Indeed, for this videogame writer, an attachment to the survival horror genre has long since been grounded firmly in Capcom’s white-knuckle Resident Evil franchise, to the point where Konami’s equally popular Silent Hill thrill ride has never once been given the opportunity to deliver its own take on heart-pounding terror.
So what better introduction into the eerie world of Silent Hill than a new hefty slice of horror that heaps on the gameplay discomfort while also conveniently plugging certain narrative gaps left by prior series entrants. Welcome (back) to Silent Hill Origins, a PlayStation 2 transfer of the original PlayStation Portable shock-fest that first graced Sony’s sexy handheld back in November of 2007.
Origins is set a number a years prior to the events of the first series entrant and revolves around Travis Grady, a seemingly innocuous truck driver who suddenly finds himself drawn into the devastation of Silent Hill after saving a young girl from a burning house on the town’s outskirts. Heading to the local hospital in an effort to discover the girl’s fate, and also unravel the town’s gory mysteries, Travis must endure a sequence of terrifying prequel events that ultimately contribute to the original horrors of the first Silent Hill title and also reveal the unwitting truck driver’s troubled past and personal demons.

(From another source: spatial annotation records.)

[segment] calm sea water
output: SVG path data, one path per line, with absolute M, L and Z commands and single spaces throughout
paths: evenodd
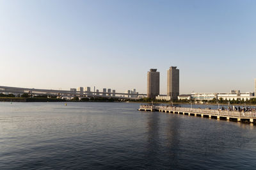
M 0 169 L 255 169 L 255 126 L 139 105 L 0 103 Z

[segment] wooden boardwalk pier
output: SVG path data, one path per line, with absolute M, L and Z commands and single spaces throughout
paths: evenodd
M 148 105 L 141 105 L 138 111 L 159 111 L 173 114 L 180 114 L 188 116 L 200 116 L 207 118 L 215 118 L 217 120 L 226 120 L 239 121 L 248 121 L 255 123 L 255 111 L 237 111 L 227 110 L 215 110 L 207 109 L 195 109 L 188 107 L 177 107 L 171 106 L 155 106 Z

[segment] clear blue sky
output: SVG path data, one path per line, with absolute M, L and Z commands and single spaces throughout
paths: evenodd
M 256 1 L 0 0 L 0 86 L 253 91 Z

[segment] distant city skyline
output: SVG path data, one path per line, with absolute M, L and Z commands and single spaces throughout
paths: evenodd
M 255 1 L 0 1 L 1 86 L 254 91 Z

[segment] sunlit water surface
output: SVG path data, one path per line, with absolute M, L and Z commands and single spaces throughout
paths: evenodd
M 255 126 L 139 105 L 1 102 L 0 169 L 255 168 Z

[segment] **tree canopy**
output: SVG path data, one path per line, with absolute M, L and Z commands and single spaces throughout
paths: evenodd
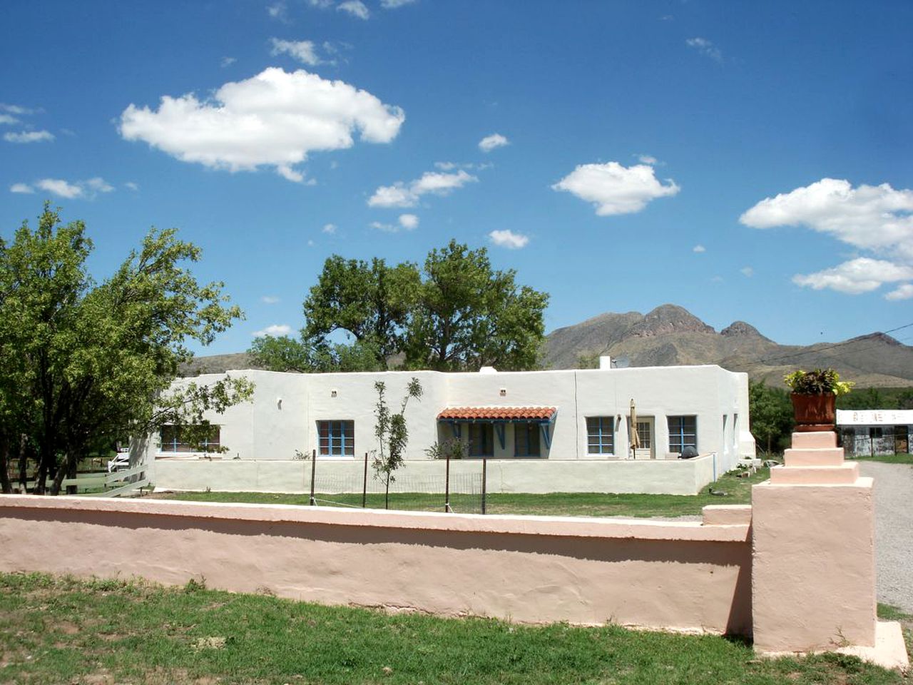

As with most horror titles -- regardless of series -- Origins starts out gently, opting to build tension via progressive linear pathways that ramp up the fear factor through creepy environments promising frightening beasties around every corner that somehow never seem to materialise. The stark emphasis of Silent Hill’s strangely deserted streets mixed with the claustrophobic corridors and devastated rooms of Alchemilla Hospital certainly succeed in raising neck hairs as Travis searches for the little girl he saved and the player slowly acclimatises to the game’s studied pacing and foreboding sense of anticipation.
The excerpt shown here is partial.